Load Balancing

Let’s build on what we’ve put together so far. We have service instances registered with eureka. The eureka registry is hierarchical: we have a list of registered applications, and for each application, a list of running instances and their information: home page url, etc.. In this lab we’re going to dig deeper into how clients can load-balance across these multiple instances.

The basic eureka API that we’re using, eurekaClient.getNextServerFromEureka(..), has simple round-robin logic: it increments an index (modulo the list of service instances) and returns the service instance at that index.

Netflix offers a project named Ribbon that gives us more control, and more options over load balancing. The dependency we added to our project in the last lab, spring-cloud-starter-eureka, already has a transitive dependency on Ribbon. And so it turns out we already have Ribbon on the classpath. It’s just a matter of using its load balancing API.

Gradle and Transitive Dependencies

With gradle, to produce a tree view of the transitive dependencies for a gradle configuration, invoke a command similar to this:

$ gradle dependencies --configuration compile

Another, more targeted command for obtaining insight into how a dependency is pulled in to your classpath is dependencyInsight:

$ gradle dependencyInsight --dependency ribbon

Spring Cloud Netflix offers the LoadBalancerClient interface (implemented by RibbonLoadBalancerClient) which we can Autowire into our Spring application and use in place of the existing EurekaClient. The difference is that it will use Ribbon for the load balancing.

It’s worth noting that Ribbon can be used as a standalone library. When used in this way, we must configure Ribbon with the list of service instances to load-balance across.
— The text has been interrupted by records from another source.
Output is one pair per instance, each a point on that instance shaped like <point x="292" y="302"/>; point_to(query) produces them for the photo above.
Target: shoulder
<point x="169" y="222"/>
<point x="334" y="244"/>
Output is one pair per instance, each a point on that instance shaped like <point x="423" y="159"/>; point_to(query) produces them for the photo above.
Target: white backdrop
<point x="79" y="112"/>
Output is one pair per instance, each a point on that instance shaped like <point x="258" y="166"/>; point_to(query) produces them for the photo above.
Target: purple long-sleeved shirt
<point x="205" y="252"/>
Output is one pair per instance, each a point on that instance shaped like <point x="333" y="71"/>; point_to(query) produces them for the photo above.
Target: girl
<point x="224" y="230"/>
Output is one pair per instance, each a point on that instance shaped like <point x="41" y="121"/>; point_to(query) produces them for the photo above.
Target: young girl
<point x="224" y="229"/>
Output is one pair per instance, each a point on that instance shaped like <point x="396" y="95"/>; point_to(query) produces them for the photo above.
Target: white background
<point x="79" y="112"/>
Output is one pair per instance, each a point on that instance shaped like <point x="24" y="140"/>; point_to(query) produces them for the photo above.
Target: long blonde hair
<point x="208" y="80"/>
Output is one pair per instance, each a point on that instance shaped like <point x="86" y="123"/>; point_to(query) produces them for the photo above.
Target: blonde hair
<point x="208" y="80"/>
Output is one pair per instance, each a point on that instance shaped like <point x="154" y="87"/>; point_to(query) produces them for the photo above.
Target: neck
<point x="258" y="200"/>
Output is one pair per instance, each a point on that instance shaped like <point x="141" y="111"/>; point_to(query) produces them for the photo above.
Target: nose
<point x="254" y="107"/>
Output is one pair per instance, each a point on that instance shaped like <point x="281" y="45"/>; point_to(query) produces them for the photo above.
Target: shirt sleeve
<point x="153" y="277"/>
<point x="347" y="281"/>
Here however, we’re making use of a ribbon-to-eureka integration that uses the dynamic list of service instances from the eureka registry to configure Ribbon. So, there’s a compelling synergy here when we use eureka and ribbon in combination.

1. Using the Ribbon API

⇒ Open the greeting application’s FortuneServiceClient class, and review the code. Your task is to replace the EurekaClient with an autowired instance of a LoadBalancerClient. It’s important to note that:

The class LoadBalancerClient has a choose() method that one invokes instead of the previous getNextServerFromEureka(), and
This method does not return the eureka-specific InstanceInfo type as before. It returns instead a Spring-defined class named ServiceInstance which, in a sense, is a generalization of the same concept that is not specific to eureka.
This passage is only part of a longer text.